Bauerlein spins a fictional tale of a top Emory University law school student interviewing at one of the leading law firms in Atlanta. Over lunch with the senior partners, the conversation turns toward the older gentlemen’s memories of the Cold War. “It’s not a test, and it’s not planned,” Bauerlein notes. ”For them, the Cold War is simply one of those realities that any intelligent person is familiar with and has some opinions about.” But the overachieving young man has nothing to add and is conspicuously out of his depth.
The others have the tact to move on, but they note the deficiency. It doesn’t cost the young man the job, but the senior fellows make a judgment. This guy, they think, is sharp and hard-working, but get out of his training and he doesn’t bring much to the table. The deeper awareness that makes for a sober judgment and wider perspective is missing…This is the professional value of cultural literacy. It counts a lot more in professional spheres than academics and educators realize. The measure is informal, yes, but it makes a difference in how peers and superiors regard you.
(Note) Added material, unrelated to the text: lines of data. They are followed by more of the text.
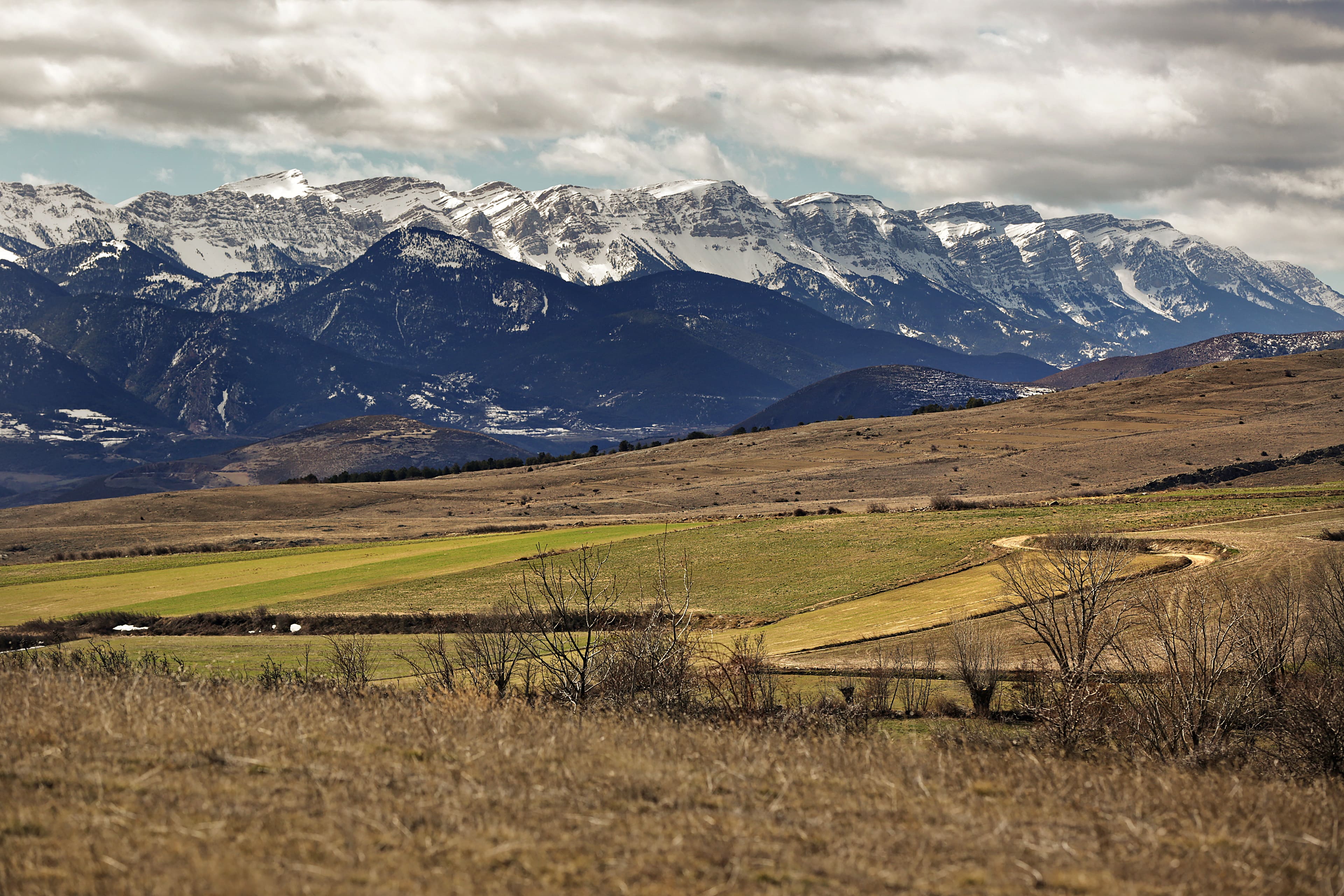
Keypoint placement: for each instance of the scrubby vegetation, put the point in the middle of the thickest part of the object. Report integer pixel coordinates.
(1181, 734)
(933, 407)
(488, 464)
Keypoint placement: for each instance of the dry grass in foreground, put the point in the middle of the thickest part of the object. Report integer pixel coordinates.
(152, 785)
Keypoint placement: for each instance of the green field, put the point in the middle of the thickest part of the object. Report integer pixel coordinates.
(761, 569)
(780, 566)
(236, 656)
(243, 581)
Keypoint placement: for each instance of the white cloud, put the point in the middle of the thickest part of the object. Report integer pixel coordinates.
(667, 156)
(1225, 116)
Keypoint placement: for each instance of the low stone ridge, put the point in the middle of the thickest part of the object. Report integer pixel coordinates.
(891, 390)
(1210, 351)
(1237, 471)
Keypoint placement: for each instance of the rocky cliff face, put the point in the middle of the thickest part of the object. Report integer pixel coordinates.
(972, 277)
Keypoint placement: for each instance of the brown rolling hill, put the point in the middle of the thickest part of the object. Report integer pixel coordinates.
(1211, 351)
(1105, 437)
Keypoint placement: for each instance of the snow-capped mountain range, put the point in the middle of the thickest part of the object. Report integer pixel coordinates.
(972, 277)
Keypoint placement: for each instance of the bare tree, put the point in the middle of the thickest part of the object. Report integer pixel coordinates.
(1272, 618)
(877, 692)
(566, 610)
(979, 657)
(1310, 731)
(351, 662)
(916, 675)
(1072, 597)
(1194, 672)
(655, 660)
(491, 648)
(1326, 612)
(741, 681)
(436, 665)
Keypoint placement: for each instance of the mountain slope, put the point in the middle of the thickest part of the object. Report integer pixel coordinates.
(881, 391)
(373, 442)
(113, 266)
(670, 350)
(1221, 348)
(972, 276)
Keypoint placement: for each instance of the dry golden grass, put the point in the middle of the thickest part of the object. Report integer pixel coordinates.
(152, 786)
(1099, 437)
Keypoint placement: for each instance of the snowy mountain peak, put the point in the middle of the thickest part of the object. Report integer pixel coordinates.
(281, 184)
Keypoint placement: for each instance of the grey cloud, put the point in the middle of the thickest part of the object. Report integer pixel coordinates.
(1230, 108)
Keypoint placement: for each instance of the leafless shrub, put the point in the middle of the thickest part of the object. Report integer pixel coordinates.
(351, 660)
(491, 649)
(740, 681)
(655, 663)
(979, 657)
(916, 679)
(435, 667)
(1072, 597)
(945, 706)
(1308, 738)
(1073, 600)
(1326, 612)
(877, 692)
(1193, 675)
(1272, 620)
(566, 610)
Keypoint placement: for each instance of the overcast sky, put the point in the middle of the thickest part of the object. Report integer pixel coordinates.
(1221, 117)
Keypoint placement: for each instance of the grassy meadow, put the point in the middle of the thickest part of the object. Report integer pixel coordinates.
(822, 580)
(151, 785)
(182, 583)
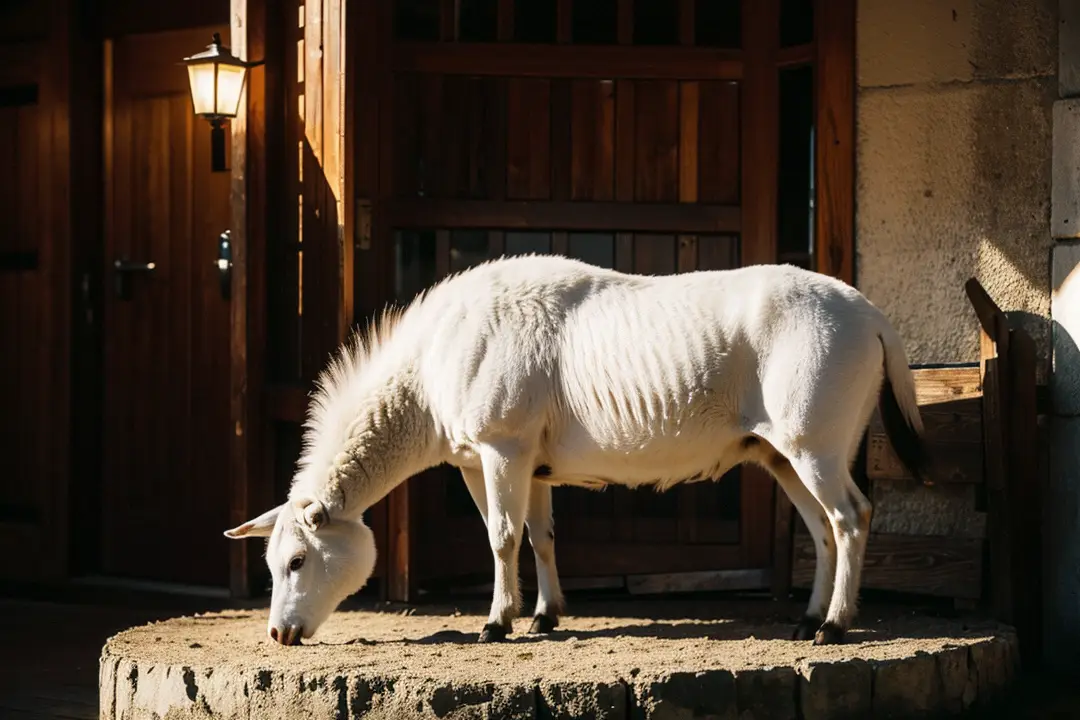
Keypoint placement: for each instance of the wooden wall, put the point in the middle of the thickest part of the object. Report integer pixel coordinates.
(35, 287)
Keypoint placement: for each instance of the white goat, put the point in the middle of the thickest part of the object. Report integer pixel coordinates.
(537, 371)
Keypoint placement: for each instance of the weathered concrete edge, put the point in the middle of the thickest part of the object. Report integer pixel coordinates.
(948, 682)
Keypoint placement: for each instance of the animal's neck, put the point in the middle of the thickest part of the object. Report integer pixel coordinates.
(385, 438)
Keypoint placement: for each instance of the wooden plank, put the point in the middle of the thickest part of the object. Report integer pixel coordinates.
(657, 131)
(564, 21)
(719, 143)
(561, 122)
(568, 62)
(944, 567)
(699, 582)
(253, 36)
(651, 217)
(1025, 496)
(592, 139)
(528, 139)
(795, 55)
(625, 22)
(760, 123)
(686, 23)
(689, 122)
(986, 310)
(996, 440)
(954, 436)
(835, 144)
(504, 23)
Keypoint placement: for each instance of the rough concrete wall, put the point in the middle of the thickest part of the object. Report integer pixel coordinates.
(954, 164)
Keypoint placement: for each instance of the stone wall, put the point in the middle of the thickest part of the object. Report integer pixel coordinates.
(954, 165)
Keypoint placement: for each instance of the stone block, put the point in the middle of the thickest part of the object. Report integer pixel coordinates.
(836, 690)
(953, 182)
(589, 701)
(709, 695)
(1065, 314)
(1062, 544)
(926, 41)
(1068, 49)
(904, 507)
(766, 694)
(907, 688)
(1065, 198)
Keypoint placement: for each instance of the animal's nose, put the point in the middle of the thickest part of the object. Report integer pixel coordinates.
(286, 636)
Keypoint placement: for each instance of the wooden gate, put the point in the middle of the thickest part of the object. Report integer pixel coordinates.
(645, 135)
(639, 136)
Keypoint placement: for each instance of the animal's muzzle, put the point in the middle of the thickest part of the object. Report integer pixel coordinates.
(286, 636)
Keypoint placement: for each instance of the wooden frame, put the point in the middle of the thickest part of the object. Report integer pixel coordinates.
(256, 149)
(370, 208)
(834, 59)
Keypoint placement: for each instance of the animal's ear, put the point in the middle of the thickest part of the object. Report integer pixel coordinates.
(311, 513)
(259, 527)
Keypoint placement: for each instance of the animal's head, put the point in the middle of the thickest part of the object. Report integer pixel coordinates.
(315, 561)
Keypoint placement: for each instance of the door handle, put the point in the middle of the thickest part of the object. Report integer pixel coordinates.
(224, 263)
(123, 268)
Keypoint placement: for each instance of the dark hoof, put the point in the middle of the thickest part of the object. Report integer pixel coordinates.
(493, 633)
(543, 624)
(807, 627)
(829, 634)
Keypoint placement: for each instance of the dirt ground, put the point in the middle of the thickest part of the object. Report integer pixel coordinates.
(440, 642)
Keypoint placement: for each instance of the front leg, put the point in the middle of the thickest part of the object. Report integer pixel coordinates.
(508, 475)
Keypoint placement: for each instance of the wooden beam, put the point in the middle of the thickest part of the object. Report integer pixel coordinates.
(254, 37)
(835, 145)
(599, 217)
(569, 62)
(936, 566)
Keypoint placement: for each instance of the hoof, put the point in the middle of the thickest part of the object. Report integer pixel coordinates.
(807, 627)
(494, 633)
(829, 634)
(543, 624)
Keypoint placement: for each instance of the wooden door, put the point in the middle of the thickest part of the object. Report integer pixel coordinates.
(166, 330)
(34, 286)
(643, 136)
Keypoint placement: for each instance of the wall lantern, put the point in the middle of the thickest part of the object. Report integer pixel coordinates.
(216, 77)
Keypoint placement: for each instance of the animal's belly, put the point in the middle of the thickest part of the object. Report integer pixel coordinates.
(585, 459)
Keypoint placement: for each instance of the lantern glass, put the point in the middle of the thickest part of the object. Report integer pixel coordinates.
(201, 79)
(230, 84)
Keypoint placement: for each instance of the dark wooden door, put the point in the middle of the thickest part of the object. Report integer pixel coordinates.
(643, 136)
(166, 337)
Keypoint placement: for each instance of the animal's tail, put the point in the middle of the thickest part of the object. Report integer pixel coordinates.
(900, 411)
Bauerlein’s piece reminded me of a conversation I had with an unusually bright student a few years ago. She blew away every math and reading test she’d ever taken, but her walking around knowledge of even basic history, geography and current events was virtually nonexistent (Granted, she was a 5th grader, but she was under the impression that New Jersey was a country). Discussing the gaps in her education, I told her, “This is not your fault, but it is your problem.” Indeed, this young lady had done absolutely everything asked of her in school. Her lack of breadth was not something she chose, but something we had allowed to happen to her. If the gaps in her knowledge persist into adulthood, I knew, the world would certainly judge her skeptically, even harshly, for precisely the reasons Bauerlein describes–especially as a person of color from the South Bronx.
Crucially, this was a kid with top scores on standardized tests–one of my school’s rare ”double 4s” in both math and reading. By that measure–but only by that measure–a screaming success story of public education. But what the data doesn’t show, and Baurlein’s piece reminds us, is that out in the real world there are very different metrics at work. There’s too often far less to our current definition of success than meets the eye.